Dia merasa dipermainkan dan tidak terima. Rasa marah dan jengkel bercampur aduk dalam dadanya.
“Aku disuruh ke Dinas Sosial minta keringanan lagi, sekalian ngasih foto kopi bon pembayaran rumah sakit. Aku kayak dijebak gitu, Bu. Soalnya, waktu lihat bon itu, orang Dinas Sosial gak mau ngeluarin surat gratis karena istri dan anakku dirawat di kelas satu. Kalau gratis, harus dirawat di kelas tiga. Gimana nih, Pak?” tanya Si Kribo kebingungan.
“Gak kamu ceritakan, mengapa dirawat di kelas satu?” tanyaku.
“Sudah Bu. Patokan mereka, surat kalau istri dan anakku dirawat di kelas satu, alasannya mereka gak peduli,” jawab si Kribo dengan wajah api.

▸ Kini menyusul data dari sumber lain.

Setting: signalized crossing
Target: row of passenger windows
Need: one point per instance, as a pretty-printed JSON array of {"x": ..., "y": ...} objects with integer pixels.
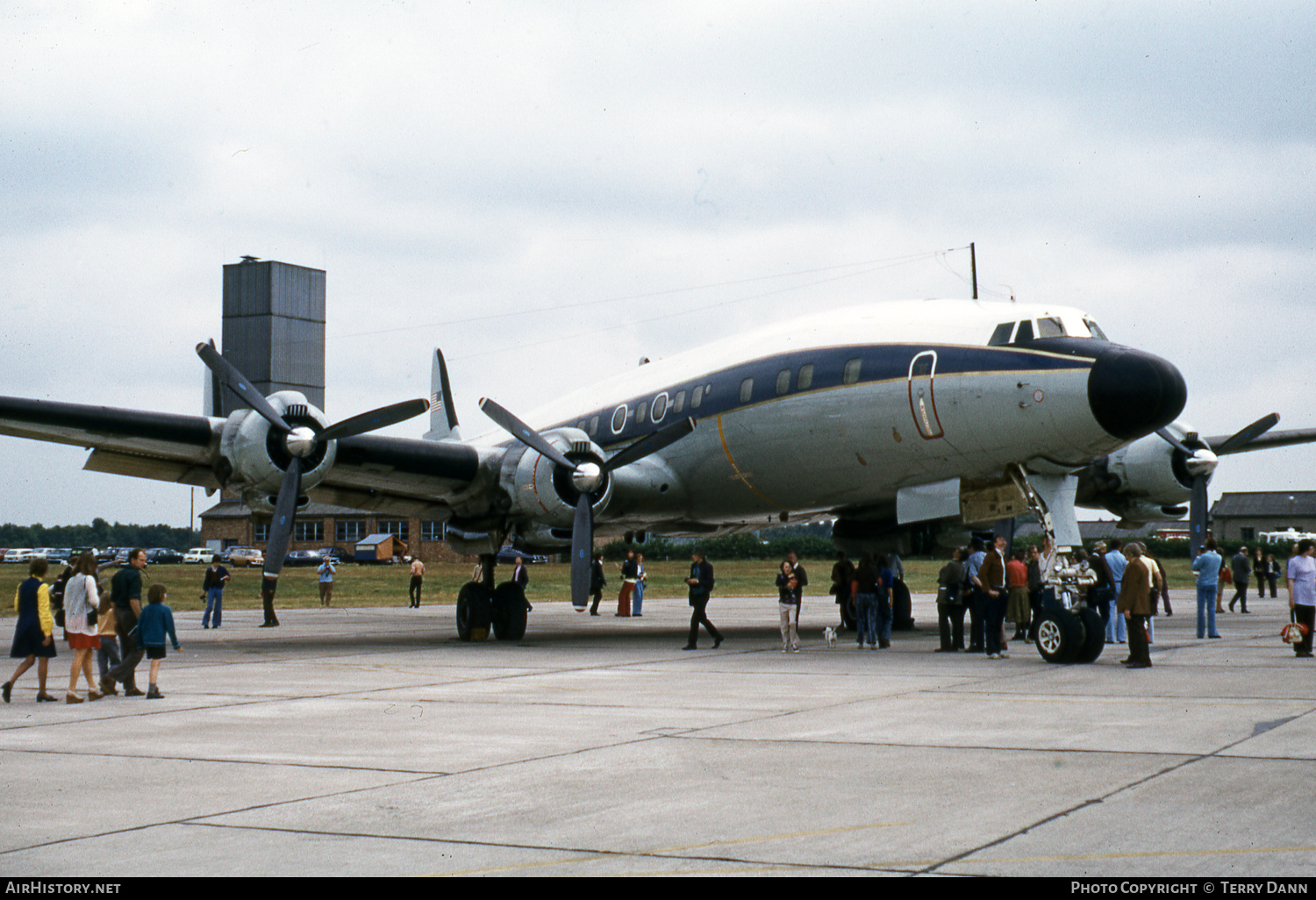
[{"x": 657, "y": 410}]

Suamiku agen dan subagen beberapa media cetak nasional dan daerah. Aku sendiri ikut membantu usaha suami. Jam tiga dini hari kami sudah berada di lapak koran. Sampai Subuh, silih berganti para kurir penerbit mengantarkan produk media cetak mereka ke lapak. Kami merapikannya.
Kemudian sekitar tiga puluhan subagen dan pengecer berbelanja koran dan tabloid ke kami. Menjelang pukul tujuh pagi dagangan habis, kecuali kalau ada sub dan pengecer yang tidak datang.
Salah satu pengecer kami Si Kribo. Aku tersenyum-senyum mengingat perkenalanku dengannya.
“Bu Agen, saya mau belanja koran,” kata si Kribo.
“Nama kamu siapa?” tanyaku.
“Ga punya nama, Bu.”
“Lha, gimana manggil kamu kalau gak punya nama,” jawabku tersenyum geli. “Pernah dagang koran?” tanyaku lagi.
“Belum,” jawabnya. Usianya kuperkirakan 20 tahun.
“Tadinya kerja di mana?”
“Nganggur,” jawabnya enteng. “Emang mau dagang koran pakai wawancara juga?” tanyanya dengan wajah kesal.
“Kenapa tiba-tiba mau dagang koran?” tanyaku mengabaikan pertanyaannya.
“Bu Agen, aku mau kawin. Bapak pacarku mau nikahin aku sama anaknya kalau punya kerjaan,” jawabnya polos.
“Jadi, kamu serius nih?” kejarku.
“Ya, iyalah,” jawabnya tegas.
“Sekarang namamu siapa?” tanyaku lagi.
“Ibu panggil apa sajalah,” jawabnya kemudian.
“Nama yang cocok untuk kamu, sih, Kribo,” spontan saja aku menjawab. Soalnya, rambutnya kribo seperti kribonya Ahmad Albar.
“Orang lain juga manggil aku begitu,” jawabnya santai.
“Bilang, dong dari tadi,” jawabku kesal bercampur geli.
Ketika Si Kribo pergi dengan tumpukan koran di tangan, ia berpapasan dengan Ujang pengecer koran kami. Kalau semua pengecer berdagang koran mulainya di pagi buta, Ujang kesiangan terus. Namun, anehnya, korannya selalu habis tanpa sisa.
“Pak, itu Si Kribo belanja koran di sini? Hati-hati saja. Dia kan preman kampung sebelah,” Ujang memperingati.
“Kamu tadinya juga preman, Jang,” jawabku sambil tersenyum.
“Yang penting sekarang sudah insyaf kan, Bu Agen,” jawab Ujang sambil tersenyum juga.
“Yah, semoga Si Kribo mengikuti jejak kamu,” jawabku diplomatis.